One step to grow the subspecialty that he and his associates at Vanderbilt have taken is to start this year a formally recognized fellowship program in cardio-oncology; an initial class of three cardiologists started in the program this summer. The Vanderbilt group also plans to launch a website before the end of 2017 that will include an oncology-drug database that compiles all available information on each agent’s cardiovascular effects. The planned website will aggregate links to all existing cardio-oncology programs.
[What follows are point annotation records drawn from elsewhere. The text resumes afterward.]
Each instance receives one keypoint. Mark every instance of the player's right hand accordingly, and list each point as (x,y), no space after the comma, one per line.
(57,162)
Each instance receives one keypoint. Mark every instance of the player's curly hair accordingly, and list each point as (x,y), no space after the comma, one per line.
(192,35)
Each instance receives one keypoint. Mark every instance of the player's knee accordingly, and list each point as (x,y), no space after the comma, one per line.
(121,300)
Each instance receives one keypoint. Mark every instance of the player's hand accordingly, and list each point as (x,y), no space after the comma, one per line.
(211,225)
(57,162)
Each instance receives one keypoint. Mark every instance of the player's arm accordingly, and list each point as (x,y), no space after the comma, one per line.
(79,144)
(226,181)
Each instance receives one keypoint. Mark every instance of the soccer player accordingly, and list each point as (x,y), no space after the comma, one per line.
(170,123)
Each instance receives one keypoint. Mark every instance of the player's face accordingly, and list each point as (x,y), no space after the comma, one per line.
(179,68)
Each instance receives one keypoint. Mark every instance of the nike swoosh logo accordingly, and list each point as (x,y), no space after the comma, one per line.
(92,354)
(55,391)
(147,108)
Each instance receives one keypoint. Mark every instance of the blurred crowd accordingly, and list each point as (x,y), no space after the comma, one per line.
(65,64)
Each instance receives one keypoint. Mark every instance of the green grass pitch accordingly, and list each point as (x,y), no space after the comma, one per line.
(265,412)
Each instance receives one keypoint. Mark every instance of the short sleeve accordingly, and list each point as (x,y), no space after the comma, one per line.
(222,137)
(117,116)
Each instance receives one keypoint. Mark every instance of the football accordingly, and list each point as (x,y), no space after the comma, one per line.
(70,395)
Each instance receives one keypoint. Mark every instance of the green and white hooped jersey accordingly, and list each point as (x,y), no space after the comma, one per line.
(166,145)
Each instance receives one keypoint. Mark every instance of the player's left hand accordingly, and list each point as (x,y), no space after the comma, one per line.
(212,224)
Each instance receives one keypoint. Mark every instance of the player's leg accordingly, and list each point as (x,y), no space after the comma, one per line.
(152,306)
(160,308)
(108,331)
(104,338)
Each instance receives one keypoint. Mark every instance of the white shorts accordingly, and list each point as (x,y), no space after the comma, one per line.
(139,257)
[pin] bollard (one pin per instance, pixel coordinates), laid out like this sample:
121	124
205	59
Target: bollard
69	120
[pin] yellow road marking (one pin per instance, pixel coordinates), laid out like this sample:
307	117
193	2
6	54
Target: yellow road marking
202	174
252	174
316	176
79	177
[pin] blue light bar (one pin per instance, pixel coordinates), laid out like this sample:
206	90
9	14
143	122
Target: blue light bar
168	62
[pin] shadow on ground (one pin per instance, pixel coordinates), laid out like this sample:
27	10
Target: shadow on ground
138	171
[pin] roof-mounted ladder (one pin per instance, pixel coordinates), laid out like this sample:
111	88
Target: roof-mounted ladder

“We will absolutely see the field grow,” said Dr. Swain. “It has only sprung up in the past 10 or so years. It is now getting recognition, people are being trained in cardio-oncology, and it will grow as a subspecialty. It’s very exciting, and it’s better for patients.”
“A cardiologist with no cancer patients or survivors in their practice is unheard of; many cardiologists just don’t realize that,” Dr. Lenihan said. At least 10%-15% of the U.S. population in their 60s or older has a cancer history, he noted. The common mindset among cardiologists has been that cancer patients and survivors are not among their patients.
“It’s unlikely that a busy cardiology practice has no cancer survivors or active cancer patients,” Dr. Douglas suggested. When this happens, a likely explanations is that the cardiologist simply failed to elicit a completely comprehensive history from the practice’s patient roster. And even a cardiology practice today that includes no cancer patients or survivors will likely see some turning up soon, she predicted, because so many are receiving cardiovascular-toxic therapies and then surviving longer than ever before.
“What oncologists and cardiologists want to do is to optimize oncologic outcomes but with an acceptable adverse event profile. The cardio-oncologist helps push that envelope. The goal is not to eliminate cardiac events at the expense of oncologic outcomes, but to shift the balance to fewer and less severe cardiac events without unduly compromising oncologic outcomes,” explained Dr. Ewer. Cardio-oncology grapples with one of the core challenges of medicine, how to balance the potential risks from treatment against its potential benefits, he observed.
Dr. Neilan has been a consultant to Ariad and Takeda. Dr. Lenihan has been a consultant to Janssen and Roche and has received research funding from Takeda. Dr. Moslehi has been a consultant to Acceleron, Ariad, Bristol-Myers Squibb, Incyte, Pfizer, Takeda/Millennium, Verastem and Vertex. Dr. Ewer, Dr. Fradley, and Dr. Barac had no relevant disclosures. Dr. Swain has been a consultant to Genentech and Roche. Dr. Douglas has been a consultant to CardioDx, Interleukin Genetics, and Omicia, and has an ownership interest in CardioDx.